Nuts are the most basic and often most trusted form of protection. A small piece of metal that slots into a crack with a wire running through it. They are described as passive protection as they have no moving parts.
The smallest of these are ‘micro nuts’. There are generally two types; soldered and non-soldered. Soldered nuts are so small the wire needs to be soldered directed into he metal, increasing its strength.
“Small soldered nuts are generally stronger than the equivalent size of swaged nut because you can get a wider diameter wire into the head of the nut, not because soldering creates a stronger join or because it removes a tight bend as the wire goes around the top of the nut.” – DMM
A good choice in soldered nuts are the DMM Brass Offsets or Black Diamond Micro Stopper sets, made from brass or a copper/iron mix. This use of slightly softer metal allows them to bite into the rock better.

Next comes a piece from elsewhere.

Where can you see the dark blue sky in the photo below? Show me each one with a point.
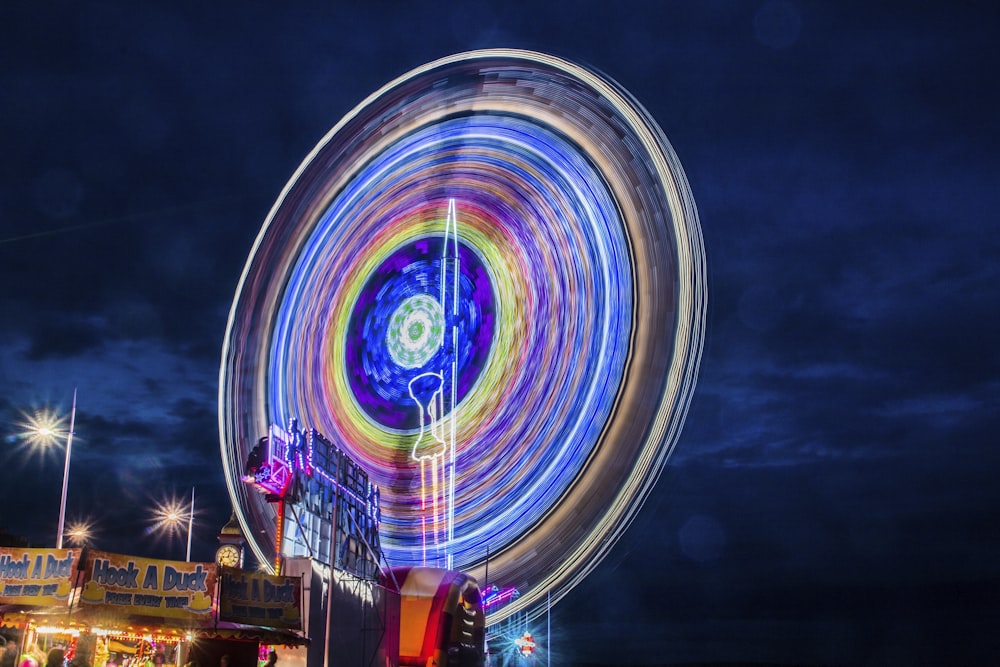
(833, 498)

Non soldered nuts like the DMM Micro Wall Nuts have a different design. These look like a normal set of nuts, just in miniature. The wire runs inside the nut which helps to protect it from abrasion. The narrow profile of the nut means it fits brilliantly into thin cracks, however, they have a lower fall rating than that of an equivalent soldered nut.
On the face of it, micro cams look very similar to normal cams but there are some important distinctions, apart from the obvious size difference. The placement is often very shallow, so the stems of micro cams are flexible to prevent the cam from being twisted out of place during a fall. They also have a smaller head to fit in the narrowest of palces.
For years, the Black Diamond C3's were the reining champion in micro cams. They feature three caming heads on a U-stem, allowing the head angle to be incredibly narrow, although losing a bit of flexibility in the stem.